MALVERN, Pa.–HR Morning, a trusted news and information resource to more than 430,000 HR professionals, has released the results of its email survey, revealing how HR professionals view the two presidential candidates and the most pressing issues impacting HR.
The results showed an overwhelming preference for Governor Romney. Two-thirds of respondents said a Romney administration would most benefit HR, while just 23% said the same about President Obama.
“It’s clear that many HR pros aren’t very happy about how the Obama administration has handled workplace issues,” said Tim Gould, HR Morning’s Editor in Chief. “They seem to be feeling additional pressure from increasingly aggressive federal agencies – especially the National Labor Relations Board – and it’s apparent they think a Romney administration would ease some of that pressure.”
When asked what impact the current administrations’ policies have had on HR, 66% gave thumbs down, with 25% responding slightly negative and 42% largely negative.
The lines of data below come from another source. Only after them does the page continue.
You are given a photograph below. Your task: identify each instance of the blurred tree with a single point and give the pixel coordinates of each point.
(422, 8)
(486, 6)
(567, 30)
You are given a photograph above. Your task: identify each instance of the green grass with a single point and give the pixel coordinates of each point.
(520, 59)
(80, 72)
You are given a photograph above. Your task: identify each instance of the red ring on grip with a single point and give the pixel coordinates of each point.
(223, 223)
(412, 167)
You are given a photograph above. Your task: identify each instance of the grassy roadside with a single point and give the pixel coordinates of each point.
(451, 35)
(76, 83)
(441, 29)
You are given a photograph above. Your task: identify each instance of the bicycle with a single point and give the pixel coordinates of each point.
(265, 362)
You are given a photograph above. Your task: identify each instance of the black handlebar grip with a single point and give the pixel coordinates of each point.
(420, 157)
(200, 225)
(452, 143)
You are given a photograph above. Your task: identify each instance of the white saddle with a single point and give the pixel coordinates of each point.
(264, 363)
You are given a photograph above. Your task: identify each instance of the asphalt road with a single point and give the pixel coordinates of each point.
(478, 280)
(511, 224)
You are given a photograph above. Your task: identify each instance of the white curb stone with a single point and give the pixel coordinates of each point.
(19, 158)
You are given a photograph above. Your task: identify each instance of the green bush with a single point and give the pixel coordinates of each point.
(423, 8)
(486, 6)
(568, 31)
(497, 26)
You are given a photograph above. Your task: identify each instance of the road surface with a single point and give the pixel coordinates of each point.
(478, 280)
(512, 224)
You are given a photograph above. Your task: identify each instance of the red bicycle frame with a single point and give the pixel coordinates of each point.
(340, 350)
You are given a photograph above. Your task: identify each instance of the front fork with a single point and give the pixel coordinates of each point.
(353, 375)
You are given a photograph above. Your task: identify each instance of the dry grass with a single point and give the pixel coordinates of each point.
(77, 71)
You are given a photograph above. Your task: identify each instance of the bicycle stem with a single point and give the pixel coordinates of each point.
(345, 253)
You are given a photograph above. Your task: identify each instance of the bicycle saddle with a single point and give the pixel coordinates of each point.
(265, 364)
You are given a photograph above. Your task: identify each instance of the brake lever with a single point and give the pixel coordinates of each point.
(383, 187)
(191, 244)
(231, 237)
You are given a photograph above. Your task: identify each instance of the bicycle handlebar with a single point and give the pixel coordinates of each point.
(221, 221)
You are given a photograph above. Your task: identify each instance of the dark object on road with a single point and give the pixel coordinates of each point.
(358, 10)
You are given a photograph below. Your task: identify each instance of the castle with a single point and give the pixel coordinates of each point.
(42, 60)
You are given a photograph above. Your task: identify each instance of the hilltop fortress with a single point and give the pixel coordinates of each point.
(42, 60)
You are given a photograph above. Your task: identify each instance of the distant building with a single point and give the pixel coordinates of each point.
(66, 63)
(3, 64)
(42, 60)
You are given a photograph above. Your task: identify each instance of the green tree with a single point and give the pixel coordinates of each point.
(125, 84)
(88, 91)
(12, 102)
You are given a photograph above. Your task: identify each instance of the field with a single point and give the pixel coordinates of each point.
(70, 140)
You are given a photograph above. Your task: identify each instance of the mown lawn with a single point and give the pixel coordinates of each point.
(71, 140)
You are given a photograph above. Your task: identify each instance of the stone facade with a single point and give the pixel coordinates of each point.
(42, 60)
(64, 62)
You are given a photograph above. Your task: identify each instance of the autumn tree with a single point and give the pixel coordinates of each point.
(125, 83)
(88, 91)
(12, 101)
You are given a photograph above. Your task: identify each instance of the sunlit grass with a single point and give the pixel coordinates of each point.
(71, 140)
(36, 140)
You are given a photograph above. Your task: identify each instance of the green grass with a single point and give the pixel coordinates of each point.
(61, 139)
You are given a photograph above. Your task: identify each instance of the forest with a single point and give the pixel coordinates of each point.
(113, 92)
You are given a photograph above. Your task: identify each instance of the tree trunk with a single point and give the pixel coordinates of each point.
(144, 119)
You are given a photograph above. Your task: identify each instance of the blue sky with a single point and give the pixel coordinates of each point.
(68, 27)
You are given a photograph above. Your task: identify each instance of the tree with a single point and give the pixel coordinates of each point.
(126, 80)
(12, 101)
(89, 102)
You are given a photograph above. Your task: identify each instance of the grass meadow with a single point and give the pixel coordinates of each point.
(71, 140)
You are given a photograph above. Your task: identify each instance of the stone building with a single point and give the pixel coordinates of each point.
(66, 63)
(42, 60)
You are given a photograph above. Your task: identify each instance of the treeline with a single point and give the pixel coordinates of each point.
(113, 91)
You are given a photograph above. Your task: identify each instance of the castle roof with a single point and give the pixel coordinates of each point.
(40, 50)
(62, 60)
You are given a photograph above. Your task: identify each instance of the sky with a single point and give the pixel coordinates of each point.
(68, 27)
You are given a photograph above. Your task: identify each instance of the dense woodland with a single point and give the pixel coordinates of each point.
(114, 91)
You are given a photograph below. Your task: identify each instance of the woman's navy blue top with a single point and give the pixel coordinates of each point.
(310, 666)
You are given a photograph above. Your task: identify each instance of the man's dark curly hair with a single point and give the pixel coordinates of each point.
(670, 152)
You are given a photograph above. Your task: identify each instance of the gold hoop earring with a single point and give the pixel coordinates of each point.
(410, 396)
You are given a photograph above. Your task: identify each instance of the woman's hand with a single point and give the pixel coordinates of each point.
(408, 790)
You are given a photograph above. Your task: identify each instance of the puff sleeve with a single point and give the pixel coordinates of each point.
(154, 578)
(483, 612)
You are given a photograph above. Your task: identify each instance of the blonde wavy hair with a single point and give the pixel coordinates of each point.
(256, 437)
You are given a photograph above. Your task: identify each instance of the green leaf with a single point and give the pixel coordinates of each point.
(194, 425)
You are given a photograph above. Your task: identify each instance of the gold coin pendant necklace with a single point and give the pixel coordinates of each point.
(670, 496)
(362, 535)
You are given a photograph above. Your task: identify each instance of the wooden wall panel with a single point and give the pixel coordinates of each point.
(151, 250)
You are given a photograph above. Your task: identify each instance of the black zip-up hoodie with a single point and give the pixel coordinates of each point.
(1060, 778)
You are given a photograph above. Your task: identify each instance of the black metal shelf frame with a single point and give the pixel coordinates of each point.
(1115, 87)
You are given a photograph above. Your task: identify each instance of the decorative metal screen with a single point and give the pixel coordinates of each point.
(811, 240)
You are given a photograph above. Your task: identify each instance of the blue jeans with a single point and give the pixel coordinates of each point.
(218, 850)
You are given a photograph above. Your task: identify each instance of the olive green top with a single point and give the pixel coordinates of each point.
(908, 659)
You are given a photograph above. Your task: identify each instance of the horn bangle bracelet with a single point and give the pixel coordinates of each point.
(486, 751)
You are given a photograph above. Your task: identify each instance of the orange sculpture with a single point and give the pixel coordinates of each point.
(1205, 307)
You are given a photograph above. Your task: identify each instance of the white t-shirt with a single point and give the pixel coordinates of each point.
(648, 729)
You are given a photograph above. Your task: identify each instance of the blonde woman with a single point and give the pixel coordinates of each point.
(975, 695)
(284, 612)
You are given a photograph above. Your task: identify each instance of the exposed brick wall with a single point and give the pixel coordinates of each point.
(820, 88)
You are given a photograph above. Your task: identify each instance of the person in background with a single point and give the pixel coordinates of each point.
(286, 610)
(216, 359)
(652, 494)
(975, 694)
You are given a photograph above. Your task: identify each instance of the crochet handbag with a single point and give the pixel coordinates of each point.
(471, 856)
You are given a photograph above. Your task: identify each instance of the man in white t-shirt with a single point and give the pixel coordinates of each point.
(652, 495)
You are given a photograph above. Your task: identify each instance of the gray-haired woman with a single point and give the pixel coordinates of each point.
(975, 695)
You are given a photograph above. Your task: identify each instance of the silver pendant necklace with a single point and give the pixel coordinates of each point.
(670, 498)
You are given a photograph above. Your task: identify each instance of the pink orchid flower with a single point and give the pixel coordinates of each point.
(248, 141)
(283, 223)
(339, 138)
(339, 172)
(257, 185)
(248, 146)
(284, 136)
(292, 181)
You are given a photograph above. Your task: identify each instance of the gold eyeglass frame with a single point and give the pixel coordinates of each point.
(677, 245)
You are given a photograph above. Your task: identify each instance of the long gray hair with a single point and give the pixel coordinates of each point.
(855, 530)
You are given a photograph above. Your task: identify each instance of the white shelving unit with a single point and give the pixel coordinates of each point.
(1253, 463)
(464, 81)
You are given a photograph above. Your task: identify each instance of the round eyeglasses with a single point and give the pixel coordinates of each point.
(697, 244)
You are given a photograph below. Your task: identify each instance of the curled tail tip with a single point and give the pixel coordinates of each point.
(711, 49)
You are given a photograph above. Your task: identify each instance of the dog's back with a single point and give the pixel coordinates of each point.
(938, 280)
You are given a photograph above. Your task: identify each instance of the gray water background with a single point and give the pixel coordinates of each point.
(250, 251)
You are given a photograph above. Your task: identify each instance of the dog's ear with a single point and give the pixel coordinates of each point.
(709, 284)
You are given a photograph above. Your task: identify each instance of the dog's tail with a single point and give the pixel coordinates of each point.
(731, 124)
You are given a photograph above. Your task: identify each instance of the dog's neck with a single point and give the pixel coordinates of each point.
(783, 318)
Nine percent were either slightly or largely positive about President Obama’s policies, while 13% were neutral and 2% felt no impact.
Nearly nine out of 10 HR professionals indicated that the complying with healthcare reform was one of their most critical issues, followed by staying competitive with pay and benefits at 59%, the NLBR (National Labor Relations Board) with 42%, and hiring the best people at 32%.
“No doubt, our survey shows that HR people are more worried about healthcare reform than any other issue,” said Gould. “They’re unsure about their companies’ ability to continue to offer employee health insurance.”
About HR Morning
HR Morning, relied upon by more than 430,000 human resources subscribers, helps HR professionals make smarter decisions and stay in compliance.
HR Morning conducted its research from October 10-15th 2012, through an emailed survey completed by 1,273 respondents. Though this was a large sample size given a sample universe of 500,000 HR professionals, the results are unscientific because the survey recipients did not represent a randomized selection.